Un énorme héritage politique, un héritage de préjugés raciaux et sociaux et un héritage d’abus sexuels… Des affirmations préhistoriques telles que « Il n’y a pas eu de mort d’homme » ou « le vol de biens domestiques » n’ont pas été formulées par le citoyen moyen, mais par des hommes politiques, des journalistes célèbres, des intellectuels et d’autres personnes en position d’autorité morale.
L’ampleur et la profondeur de l’affaire Weinstein vous ont-elles surpris ?
Moi aussi, j’ai été surpris; personne n’aurait pu prévoir que cela se produirait. Jusqu’à présent, le hashtag #MetTo a été partagé par plus de 4,6 millions de femmes. C’est une grosse affaire. Mais si j’ai été surprise par l’ampleur du mouvement, ce n’est pas mon cas, et aucune des femmes que je connais ne l’a été non plus. Chaque fille apprend très tôt qu’elle est une propriété sexuelle.
Ce qui m’inquiète le plus, c’est que les hommes ont perdu leurs repères. Il semble y avoir un problème dans la façon dont nous conceptualisons actuellement l’écart entre la façon dont les femmes et les hommes perçoivent le monde. C’est trop simple de fait l’économie de la réflexion en versant sur la caricature du type « pas de quoi faire un drame pour un pincement de fesses ».
Il y a eu un mouvement mondial, spontané et massif.

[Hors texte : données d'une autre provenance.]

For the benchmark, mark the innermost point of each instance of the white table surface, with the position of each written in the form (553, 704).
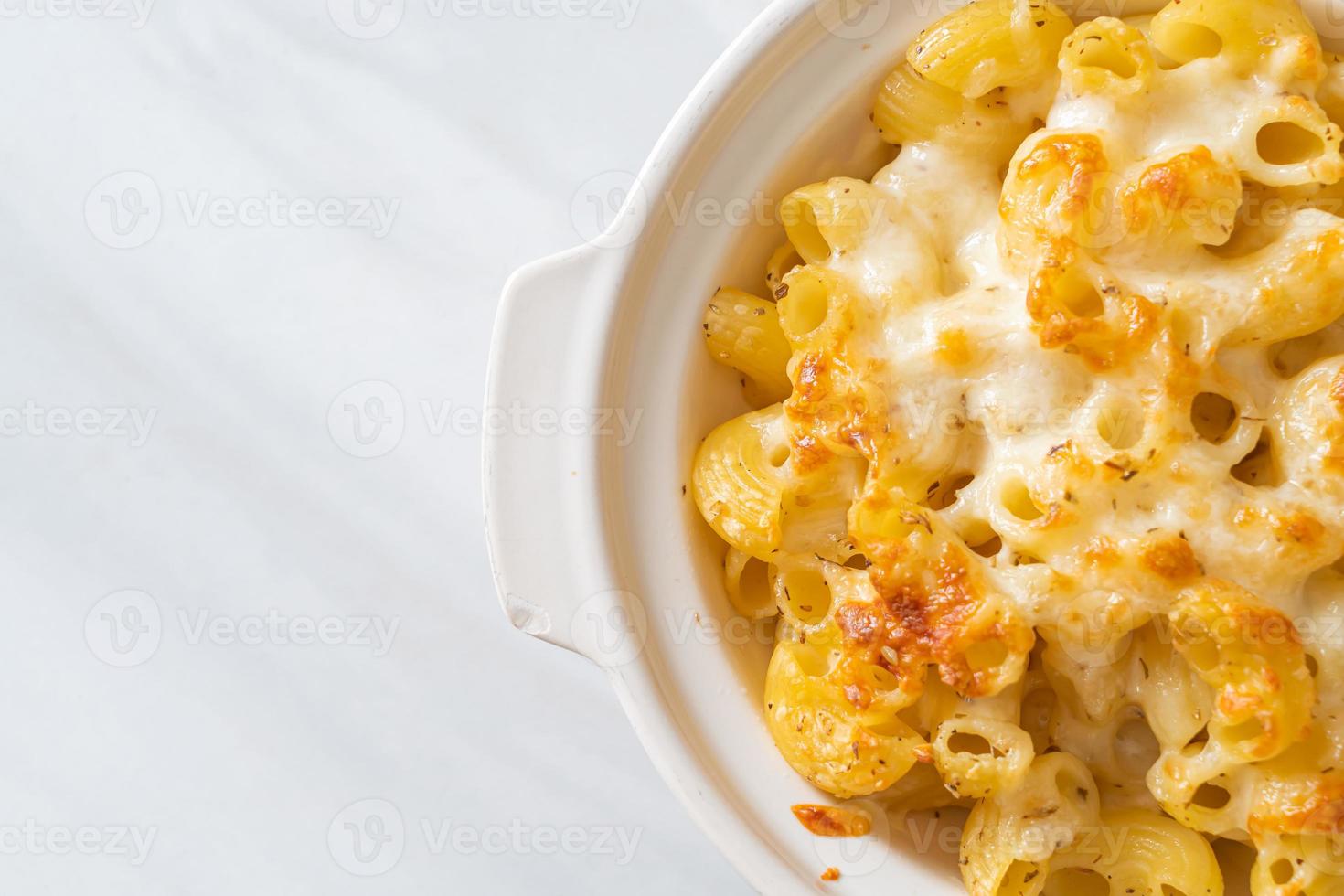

C’est ce qui lui donne un côté si révolutionnaire. Je ne sais pas s’il s’agit d’une révolution, mais il est clair qu’elle a commencé modestement et qu’elle se propage désormais rapidement au-delà des frontières internationales. C’est une question de devoir intellectuel et moral que d’essayer de donner un sens à nos expériences et aux émotions qu’elles suscitent.
Pensez-vous que la réaction de #MeToo en France et aux États-Unis est différente ?
Avant de vous donner mon avis sur les retours, il convient de noter que le harcèlement est le trait le plus répandu dans le monde. Bien qu’il soit sous-évalué et mal géré en France, il n’est pas davantage gêné par la judiciarisation croissante de la vie privée aux Etats-Unis.
La question des répercussions est délicate. Le bouleversement n’a commencé que récemment. C’est dans l’opinion publique que les États-Unis et la France s’écartent le plus. Nous braquons ici les projecteurs sur l’école de pensée réactionnaire qui s’est développée autour de la Manif pour tous – Eugénie Bastié, Eric Zemmour, Peggy Sastre, etc. Leur importance en France me semble choquante.
Sont-ils les seuls dans ce pays à tenter d’appliquer les méthodes des sciences humaines à la situation actuelle ? C’est plutôt déstabilisant… Je n’entrerai même pas dans la soi-disant « Tribune Deneuve » qui « a fait les classes du ringardisme ». La moquerie avec laquelle la majorité des Américains tiennent cette position d’une autre époque est très bien résumée dans la parodie du Saturday Night Live qui a eu lieu dans la foule où étaient assis Deneuve et Bardot.